Disadvantages of using Databases

 
There are many disadvantages of databases
  • Although databases allow businesses to store and access data efficiently, they also have certain disadvantages
  • Complexity
  • Cost
  • Security
  • Compatibility

Some examples of Databases

 
Some of the most popular databases are 
  1. Oracle Database
  2. Sybase
  3. MySQL

History of Databases

 
The emergence of the first type of DBMS, the hierarchical DBMS. IBM had the first model, developed on IBM 360 and their (DBMS) was called IMS, originally it was written for the Apollo program. This type of DBMS was based on binary trees, where the shape was like a tree, and relations were only limited between parent and child records. The benefits were numerous; less redundant data, data independence, security, and integrity, which all lead to efficient searches. Nonetheless; there were some disadvantages such as; complex implementation, which was hard to manage because of the absence of standards, which made it harder to handle many relationships.
 

Early History of Databases

 
Before databases existed, everything had to be recorded on paper. We had lists, journals, ledgers, and endless archives containing hundreds of thousands or even millions of records contained in filing cabinets. When it was necessary to access one of these records, finding and physically obtaining the record was a slow and laborious task. There were often problems ranging from misplaced records to fires that wiped out entire archives and destroyed the history of societies, organizations, and governments. There were also security problems because physical access was often easy to gain.
 
The database was created to try and solve these limitations of traditional paper-based information storage. In databases, the files are called records, and the individual data elements in a record (for example, name, phone number, date of birth) are called fields. The way these elements are stored has evolved since the early days of databases.
The earliest systems were called the hierarchical and network models.
 
The hierarchical model organized data in a tree-like structure, as shown in fig and IBM developed this model in the 1960s.
 
history of databases
  • 1960: 2 models were in use when the concept of computerized DBMS started. It was at the same time that the use of computers became the choice for private organizations. Models used then CODASYL (N/W MODEL) and IMS (IBM’s hierarchical model). SABRE system by IBM was designed to help American Airlines manage reservations data.
  • 1969: IBM introduced its first-ever mainframe machine as System/360.
  • 1970-72: E.F. Codd published a vital paper stating the use of RDBMS wherein he mentioned the DB schema being disconnected from the physical information storage; which then became the gold standard for DBMS1970s: 2 major RDBMS prototypes were designed viz. INGRES by UBC and System R by IBM San Jose.
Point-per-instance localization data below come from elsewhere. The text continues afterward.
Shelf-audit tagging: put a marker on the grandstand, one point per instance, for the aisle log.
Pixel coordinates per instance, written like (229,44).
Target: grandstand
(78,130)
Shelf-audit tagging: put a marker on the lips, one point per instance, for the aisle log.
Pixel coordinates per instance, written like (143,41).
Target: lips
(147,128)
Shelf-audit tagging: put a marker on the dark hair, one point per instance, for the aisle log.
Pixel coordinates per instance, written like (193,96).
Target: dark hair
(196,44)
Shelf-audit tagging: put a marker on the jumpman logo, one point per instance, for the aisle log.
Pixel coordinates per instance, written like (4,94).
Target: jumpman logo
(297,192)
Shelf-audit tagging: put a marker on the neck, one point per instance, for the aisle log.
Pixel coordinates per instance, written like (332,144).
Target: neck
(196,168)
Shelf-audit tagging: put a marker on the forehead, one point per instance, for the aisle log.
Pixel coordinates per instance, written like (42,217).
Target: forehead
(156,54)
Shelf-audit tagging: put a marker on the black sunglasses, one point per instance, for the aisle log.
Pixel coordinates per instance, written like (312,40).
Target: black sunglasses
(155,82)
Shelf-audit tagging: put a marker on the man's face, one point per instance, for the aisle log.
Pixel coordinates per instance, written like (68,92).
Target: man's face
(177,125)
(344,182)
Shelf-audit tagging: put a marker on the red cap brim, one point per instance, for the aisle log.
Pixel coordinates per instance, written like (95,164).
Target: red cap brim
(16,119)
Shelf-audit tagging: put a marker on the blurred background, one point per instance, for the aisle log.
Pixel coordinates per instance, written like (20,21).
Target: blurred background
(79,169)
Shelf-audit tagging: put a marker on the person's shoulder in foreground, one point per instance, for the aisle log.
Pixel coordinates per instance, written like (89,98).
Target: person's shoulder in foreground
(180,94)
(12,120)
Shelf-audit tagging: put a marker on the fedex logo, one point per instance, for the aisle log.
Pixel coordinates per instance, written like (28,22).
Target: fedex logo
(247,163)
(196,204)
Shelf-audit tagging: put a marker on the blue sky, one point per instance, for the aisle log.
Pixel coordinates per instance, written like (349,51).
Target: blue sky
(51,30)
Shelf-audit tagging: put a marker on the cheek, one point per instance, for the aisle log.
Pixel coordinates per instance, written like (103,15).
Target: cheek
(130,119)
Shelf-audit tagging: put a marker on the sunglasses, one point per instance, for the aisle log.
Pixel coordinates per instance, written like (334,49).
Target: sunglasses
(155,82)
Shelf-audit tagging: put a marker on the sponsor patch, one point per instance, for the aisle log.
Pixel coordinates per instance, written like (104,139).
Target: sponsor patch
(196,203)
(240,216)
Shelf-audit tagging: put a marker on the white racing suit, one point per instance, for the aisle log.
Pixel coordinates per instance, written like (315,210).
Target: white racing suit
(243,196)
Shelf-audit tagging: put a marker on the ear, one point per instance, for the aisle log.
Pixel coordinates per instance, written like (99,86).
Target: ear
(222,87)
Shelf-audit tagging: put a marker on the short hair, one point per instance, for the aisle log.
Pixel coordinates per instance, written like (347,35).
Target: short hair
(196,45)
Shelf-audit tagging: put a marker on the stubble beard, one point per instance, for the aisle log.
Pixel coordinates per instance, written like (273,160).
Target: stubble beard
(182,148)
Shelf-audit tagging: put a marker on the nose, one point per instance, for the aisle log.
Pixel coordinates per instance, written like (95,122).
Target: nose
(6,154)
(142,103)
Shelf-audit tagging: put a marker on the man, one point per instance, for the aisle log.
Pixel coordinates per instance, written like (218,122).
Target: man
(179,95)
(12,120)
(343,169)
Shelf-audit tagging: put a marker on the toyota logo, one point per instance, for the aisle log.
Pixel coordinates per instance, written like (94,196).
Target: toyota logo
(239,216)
While INGRES designed query language QUEL which ultimately resulted in INGRES CORP., MS SQL SERVER, SYBASE, WANG’S PACE, and BRITTON-LEE; SystemR used the query language ‘SEQUEL’. This then resulted in the development of SQL/DS, DB2, Allbase, Oracle, and Non-stop SQL.
  • 1976: ERD also known as entity-relationship diagrams came into play. These were proposed by P. Chen. They are also known as the conceptual models which focused more on the data application rather than logical tabular structure.
  • 1980s: SQL became the standard query language. RDBMS was widely popular and DB2 became a flagship product by IBM. Later on, the introduction of IBM PCs further resulted in several new DB companies and products such as RBASE 5000 and RIM, PARADOX
  • Early 90s: post DB industry shakeout, surviving companies sold their products at high prices. Meanwhile, new client tools for developing applications were released. These included Oracle Developer, VB, and PowerBuilder. ODBC prototypes and Excel/Access were also developed within the same timeframe.
  • The Mid 90s: Internet became popular which caused the exponential growth of the DB industry. More people with average desktops started using client/server systems for legal data.
  • Late 90s: investment in online business resulted in internet DB connectors like FrontPage, Active Server Pages, Java Servlets, Dream Weaver, Oracle Developer 2000, and Enterprise Java Beans. Use of Apache, MySQL, and other systems introduced open-source solutions to the Internet. Gradually, online transaction processing and analytic processing became popular.
  • The 2000s: DB applications were not affected by the decline of the internet industry. Interactive applications for PDAs, point-of-sale transactions, and consolidation of vendors were developed.
  • Present: Currently, Microsoft, Oracle, and IBM are the leading companies for Database Systems.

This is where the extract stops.